INVEST IN TAXES
You may know your federal income tax bracket. But that's not really what you pay. In fact, the middle 20% of Americans by income pay about 13% of income in federal income taxes. But that average hides a great deal of variation: Some Americans pay nothing, and others pay more than 30%.1
[How to invest tax efficiently]
What determines the percentage you will pay? A lot of it is based on how much you make. But you can affect your tax bill by knowing the rules, managing how you generate income, choosing what accounts you invest in, and taking advantage of potential deductions. In general, there are three strategies to consider to try to manage your federal income taxes:
Defer taxes with tax-advantaged accounts or investing strategies, such as 401(k)s, 403(b)s, IRAs, health savings accounts (HSAs), and products such as deferred annuities.
Manage your tax burden by employing strategic asset location, investing in lower turnover funds, understanding mutual fund distributions, and taking advantage of charitable gifts and capital loss deductions.
Reduce taxes now with federal income tax free municipal bond income, or reduce taxes in the future with a Roth IRA or 529 college savings account.
"We all make decisions about how we save, invest, and earn income," says Ken Hevert, senior vice president at Fidelity. "By considering the tax impact of those decisions, and adjusting your investment strategy with elements that make sense for your own circumstances and goals, you may be able to create a better financial outcome."
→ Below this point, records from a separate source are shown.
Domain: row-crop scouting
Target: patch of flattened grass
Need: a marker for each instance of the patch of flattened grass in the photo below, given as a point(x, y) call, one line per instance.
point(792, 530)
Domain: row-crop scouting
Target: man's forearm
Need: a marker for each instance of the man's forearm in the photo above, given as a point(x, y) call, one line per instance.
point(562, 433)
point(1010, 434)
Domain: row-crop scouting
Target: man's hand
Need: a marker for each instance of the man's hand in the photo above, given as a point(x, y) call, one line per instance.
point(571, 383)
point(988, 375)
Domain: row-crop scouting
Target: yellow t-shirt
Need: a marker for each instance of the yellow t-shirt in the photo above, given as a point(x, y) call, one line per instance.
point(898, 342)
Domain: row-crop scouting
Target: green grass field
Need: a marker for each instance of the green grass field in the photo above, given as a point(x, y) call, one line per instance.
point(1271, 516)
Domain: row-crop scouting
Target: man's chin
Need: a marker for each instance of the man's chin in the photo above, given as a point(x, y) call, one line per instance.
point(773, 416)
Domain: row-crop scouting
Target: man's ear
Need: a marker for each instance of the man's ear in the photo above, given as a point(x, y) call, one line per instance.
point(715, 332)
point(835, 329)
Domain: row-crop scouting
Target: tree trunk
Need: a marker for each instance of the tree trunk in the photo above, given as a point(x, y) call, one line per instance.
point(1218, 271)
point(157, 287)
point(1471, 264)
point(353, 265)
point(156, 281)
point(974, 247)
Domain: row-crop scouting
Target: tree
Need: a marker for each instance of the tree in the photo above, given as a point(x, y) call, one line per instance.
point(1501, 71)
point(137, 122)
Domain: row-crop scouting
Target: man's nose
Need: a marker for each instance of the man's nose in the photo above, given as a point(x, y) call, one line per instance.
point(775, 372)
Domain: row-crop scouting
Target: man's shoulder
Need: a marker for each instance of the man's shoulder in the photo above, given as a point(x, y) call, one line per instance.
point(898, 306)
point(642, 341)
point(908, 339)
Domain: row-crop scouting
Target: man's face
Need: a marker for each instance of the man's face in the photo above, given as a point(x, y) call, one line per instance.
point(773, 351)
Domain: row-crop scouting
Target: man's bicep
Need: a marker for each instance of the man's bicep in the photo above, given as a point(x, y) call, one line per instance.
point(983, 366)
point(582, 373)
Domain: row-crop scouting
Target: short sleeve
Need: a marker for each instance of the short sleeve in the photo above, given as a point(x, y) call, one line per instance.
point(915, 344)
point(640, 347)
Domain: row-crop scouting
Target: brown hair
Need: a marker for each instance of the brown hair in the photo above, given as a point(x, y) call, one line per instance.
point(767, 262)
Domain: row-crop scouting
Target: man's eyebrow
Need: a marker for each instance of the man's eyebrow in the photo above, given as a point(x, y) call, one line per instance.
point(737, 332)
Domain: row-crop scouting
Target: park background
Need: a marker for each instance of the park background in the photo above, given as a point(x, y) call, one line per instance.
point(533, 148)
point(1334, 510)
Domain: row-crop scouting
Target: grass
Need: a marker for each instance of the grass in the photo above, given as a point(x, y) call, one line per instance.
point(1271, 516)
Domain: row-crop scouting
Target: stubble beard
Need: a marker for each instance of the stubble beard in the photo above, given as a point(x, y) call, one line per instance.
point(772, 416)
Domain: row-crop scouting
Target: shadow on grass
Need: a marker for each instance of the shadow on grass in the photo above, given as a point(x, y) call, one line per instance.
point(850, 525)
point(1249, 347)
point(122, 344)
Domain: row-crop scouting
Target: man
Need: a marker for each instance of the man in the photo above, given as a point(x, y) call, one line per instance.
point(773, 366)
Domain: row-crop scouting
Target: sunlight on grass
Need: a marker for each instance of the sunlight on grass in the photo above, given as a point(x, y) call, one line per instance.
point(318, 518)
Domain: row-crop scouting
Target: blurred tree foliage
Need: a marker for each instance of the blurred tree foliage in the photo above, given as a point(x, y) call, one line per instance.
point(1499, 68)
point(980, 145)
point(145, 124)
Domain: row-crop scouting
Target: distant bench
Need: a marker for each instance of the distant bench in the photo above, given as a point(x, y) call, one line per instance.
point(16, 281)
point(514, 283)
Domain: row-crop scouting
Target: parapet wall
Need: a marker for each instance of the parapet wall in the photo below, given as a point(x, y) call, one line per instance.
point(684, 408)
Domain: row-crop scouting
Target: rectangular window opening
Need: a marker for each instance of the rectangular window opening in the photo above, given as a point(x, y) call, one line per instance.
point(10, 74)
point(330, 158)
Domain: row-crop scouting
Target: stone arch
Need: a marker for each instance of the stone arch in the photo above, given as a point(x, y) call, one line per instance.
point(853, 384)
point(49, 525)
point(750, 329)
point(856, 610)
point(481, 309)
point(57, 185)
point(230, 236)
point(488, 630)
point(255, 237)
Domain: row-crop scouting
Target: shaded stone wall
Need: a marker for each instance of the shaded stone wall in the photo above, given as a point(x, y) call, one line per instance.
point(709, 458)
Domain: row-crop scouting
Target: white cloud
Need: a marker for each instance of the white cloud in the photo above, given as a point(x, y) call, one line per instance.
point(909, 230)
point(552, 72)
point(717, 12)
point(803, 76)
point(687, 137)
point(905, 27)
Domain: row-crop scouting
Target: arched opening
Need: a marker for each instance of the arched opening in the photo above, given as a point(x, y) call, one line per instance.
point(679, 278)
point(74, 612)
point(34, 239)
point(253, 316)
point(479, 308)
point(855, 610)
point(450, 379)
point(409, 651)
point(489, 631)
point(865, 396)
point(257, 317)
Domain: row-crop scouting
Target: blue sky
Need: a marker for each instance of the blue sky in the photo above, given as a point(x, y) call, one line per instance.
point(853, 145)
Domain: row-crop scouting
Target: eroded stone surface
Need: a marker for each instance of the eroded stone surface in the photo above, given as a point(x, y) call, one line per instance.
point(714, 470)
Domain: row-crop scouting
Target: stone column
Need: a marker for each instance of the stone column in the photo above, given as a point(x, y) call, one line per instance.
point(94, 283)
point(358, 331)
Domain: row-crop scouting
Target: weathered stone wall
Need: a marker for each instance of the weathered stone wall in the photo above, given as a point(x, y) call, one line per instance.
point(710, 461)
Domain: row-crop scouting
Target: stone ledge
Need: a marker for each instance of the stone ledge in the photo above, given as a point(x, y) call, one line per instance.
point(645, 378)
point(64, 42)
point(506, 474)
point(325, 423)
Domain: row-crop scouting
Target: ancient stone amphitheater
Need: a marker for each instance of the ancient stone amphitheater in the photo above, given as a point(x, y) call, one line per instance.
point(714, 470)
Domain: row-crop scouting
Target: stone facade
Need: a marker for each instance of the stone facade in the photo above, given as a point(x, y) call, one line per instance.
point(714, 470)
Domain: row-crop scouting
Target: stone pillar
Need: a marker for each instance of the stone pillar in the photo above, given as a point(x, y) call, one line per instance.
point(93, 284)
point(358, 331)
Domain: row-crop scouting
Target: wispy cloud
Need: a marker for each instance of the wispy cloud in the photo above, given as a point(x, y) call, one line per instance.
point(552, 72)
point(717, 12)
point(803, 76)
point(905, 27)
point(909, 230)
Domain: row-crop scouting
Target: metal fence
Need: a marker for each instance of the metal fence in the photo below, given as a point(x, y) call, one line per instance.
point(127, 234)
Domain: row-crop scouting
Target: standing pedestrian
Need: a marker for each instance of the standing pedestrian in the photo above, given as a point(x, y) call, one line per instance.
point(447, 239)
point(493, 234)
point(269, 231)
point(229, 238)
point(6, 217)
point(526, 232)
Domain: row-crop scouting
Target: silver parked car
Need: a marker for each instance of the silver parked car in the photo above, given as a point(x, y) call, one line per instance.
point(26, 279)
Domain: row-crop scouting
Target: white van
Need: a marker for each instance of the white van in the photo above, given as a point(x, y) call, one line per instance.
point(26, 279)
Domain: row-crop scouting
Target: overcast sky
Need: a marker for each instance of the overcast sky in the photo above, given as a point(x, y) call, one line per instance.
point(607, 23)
Here are a few educational ideas that can help you enhance your investing strategy. These general ideas are not advice but could help you begin to construct a tax strategy.
Saving for retirement is a big job. Accounts that offer tax advantages can help and can be a key part of an overall tax strategy because they allow you to put off paying taxes. For savers, the key is to maximize the potential tax benefits of these accounts, if you and your adviser decide that attempting to defer taxes makes sense for you.
[tax-deffered] Take advantage of retirement accounts.
Among the biggest tax benefits available to most investors are the benefits offered by retirement savings accounts such as 401(k)s, 403(b)s, and IRAs. Traditional 401(k)s, IRAs, and other accounts can offer a double dose of tax advantages—the contributions you make may reduce your current taxable income, saving you cash this year, and any investment growth is tax deferred, saving you money while you are invested. In the case of HSAs, accounts that are used with high-deductible health care insurance plans, withdrawals used for qualified medical expenses could be triple tax free: tax-free contributions, earnings, and withdrawals.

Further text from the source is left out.